Reunião Define Caminho para Extinção do Contrato
A decisão foi tomada após uma reunião realizada no Palácio dos Bandeirantes, com a participação do governador Tarcísio de Freitas (Republicanos), o prefeito de São Paulo, Ricardo Nunes (MDB), e Alexandre Silveira, ministro de Estado de Minas e Energia. Segundo o ministro, a Enel “perdeu as condições de estar à frente do serviço de concessão de energia elétrica na capital e na Grande São Paulo”. O governador Tarcísio de Freitas reforçou a união entre os três níveis de governo para “instaurar o processo de caducidade”, considerando-a a “medida mais grave que existe”.
Multas e Apagões Agravam a Situação
A situação da Enel já vinha sendo marcada por reclamações e penalidades. O Procon Paulistano aplicou uma multa de R$ 14,2 milhões à concessionária por “falhas graves e estruturais na prestação do serviço”, com destaque para os problemas ocorridos entre os dias 8 e 10 de dezembro. Este período coincidiu com um grande apagão na Grande São Paulo, provocado por um vendaval histórico, que deixou mais de 2,2 milhões de clientes sem energia no auge do evento. Mesmo após o incidente, a concessionária ainda registrava 79 mil imóveis sem luz na região metropolitana em 16 de dezembro.
Histórico de Penalidades e Judicializações
O histórico de multas aplicadas pela Agência Nacional de Energia Elétrica (Aneel) à Enel SP desde 2020 soma R$ 374 milhões. Deste montante, mais de 92% (R$ 345,4 milhões) ainda não foram pagos, com grande parte judicializada pela empresa. As infrações incluem falhas no atendimento, interrupções no fornecimento e ausência de informações adequadas aos usuários. A Aneel já solicitou explicações detalhadas sobre o desempenho da concessionária durante o recente evento climático, exigindo um relatório sobre o ciclone, plano de contingência e atuação das equipes.
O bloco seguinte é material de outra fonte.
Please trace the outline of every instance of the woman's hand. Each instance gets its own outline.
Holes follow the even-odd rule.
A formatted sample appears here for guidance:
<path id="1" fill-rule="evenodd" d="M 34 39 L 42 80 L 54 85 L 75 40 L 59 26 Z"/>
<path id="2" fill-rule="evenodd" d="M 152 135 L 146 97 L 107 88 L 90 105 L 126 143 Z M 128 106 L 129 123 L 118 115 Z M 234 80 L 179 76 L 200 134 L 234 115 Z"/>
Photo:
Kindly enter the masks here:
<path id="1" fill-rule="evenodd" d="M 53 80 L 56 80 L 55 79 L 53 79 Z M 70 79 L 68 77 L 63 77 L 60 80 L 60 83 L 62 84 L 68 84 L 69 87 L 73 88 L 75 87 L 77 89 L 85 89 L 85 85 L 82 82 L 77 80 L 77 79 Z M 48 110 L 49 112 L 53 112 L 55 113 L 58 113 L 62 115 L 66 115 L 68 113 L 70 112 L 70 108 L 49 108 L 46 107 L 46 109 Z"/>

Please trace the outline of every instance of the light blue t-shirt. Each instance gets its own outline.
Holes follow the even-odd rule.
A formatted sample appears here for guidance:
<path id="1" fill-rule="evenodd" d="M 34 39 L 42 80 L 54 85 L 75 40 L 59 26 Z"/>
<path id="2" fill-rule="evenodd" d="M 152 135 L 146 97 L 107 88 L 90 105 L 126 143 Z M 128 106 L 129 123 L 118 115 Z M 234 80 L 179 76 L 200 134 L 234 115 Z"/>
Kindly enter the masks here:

Justiça Determina Restabelecimento Imediato de Energia
Além das ações dos órgãos de governo, a Enel também enfrentou decisões judiciais. Em dezembro, a Justiça de São Paulo determinou que a empresa restabelecesse imediatamente o fornecimento de energia para os prejudicados pelo apagão, sob pena de multa de R$ 200 mil por hora. Apesar da notificação e do prazo estabelecido, a normalização completa do serviço só ocorreu dias depois, gerando questionamentos sobre a cobrança de multas pelo atraso.